3. Your academic colleagues from Texas who also participated in the Grexit plan admitted coming to Greece and calling army units and hospitals about fuel reserves and medical supplies, in an (otherwise laughable) attempt to organize some emergencies after the exit. By whose authorization were they empowered to assume the right to intervene so offensively in the functions of a foreign country?
In your books, you often criticize fellow Professors form US universities who – after Pinochet’s coup in 1973 – went to Chile to dictate, along with the Chicago boys, the economic policy without the consent, and at the expense, of the people. Are you shocked by their disturbing similarities to the Texas boys who also made their plans without the consent, and at the expense, of the Greek people?
It will be illuminating –and pedagogical too – for someone to see what your own reaction would have been in case that a team of French and/or Russian Professors came to the US and started making calls to check the reservoirs in the Pentagon or the chirurgical stores in the Memorial Hospital of New York. Let us further assume that they also had a plan to replace the US dollar with another currency without the consent of the President, the Fed, or the Senate. Could you guess, in which institution they were more likely to end up explaining the plan in some more detail?
4. You appear to justify your participation in the Grexit plan by arguing that Europe wanted to punish Greece, not helping it. That is partly true and explains why its most ardent critics demanded that it leaves the euro, for the punishment to be harsh and lasting. Recently, it became clear that indeed there was such a plan, visualizing the preferences of the German finance minister at that time. The plan recognized that there would be serious shortages and chaos, and advised for humanitarian aid as it happens with massive refugees’ flows in war-torn countries.
How could one explain the paradox that your team – under the convenient delusion of allegedly saving the country – put the same prescription forward?
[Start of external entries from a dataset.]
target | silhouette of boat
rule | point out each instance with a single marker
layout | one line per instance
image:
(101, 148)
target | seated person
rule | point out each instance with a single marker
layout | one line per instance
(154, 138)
Could it be that in actuality you had no concern whatsoever for the citizens’ plight, and Greece was just a guinea pig against the euro that you constantly regarded as a perennial failure? Now that the Chinese consider the dollar to be a failure, would you offer your experience to, and mediate for, them to have a similar opportunity in your country?
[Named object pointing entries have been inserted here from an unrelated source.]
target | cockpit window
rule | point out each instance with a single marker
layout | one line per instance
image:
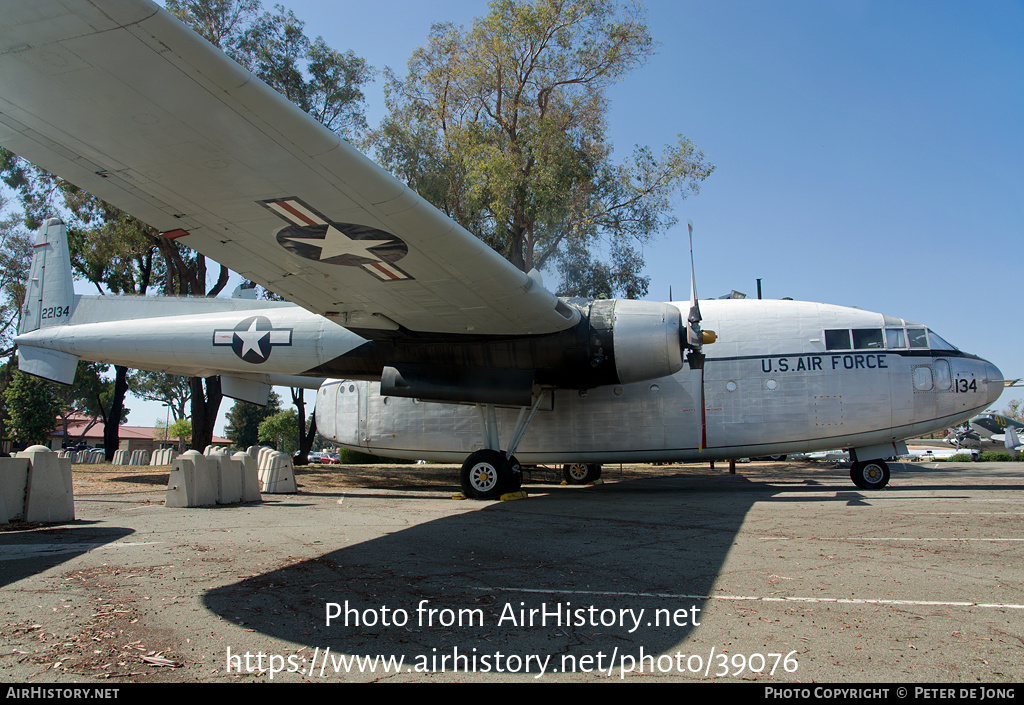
(895, 338)
(918, 337)
(838, 339)
(937, 342)
(866, 338)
5. There is one last thing: One of your best books was ‘The Price of Inequality’, for which I had the honor to write an extensive presentation on the Greek edition in 2013. Perhaps now you have an opportunity for writing a book on ‘The Price of Frivolity’, thus not letting an opportunistic meddling with the fortunes of a European country becoming a stigma in an otherwise brilliant career of ideas and progressive thinking.
Sincerely, Nicos Christodoulakis
Professor at the Athens University of Economics & Business,
and former minister of Finance in Greece.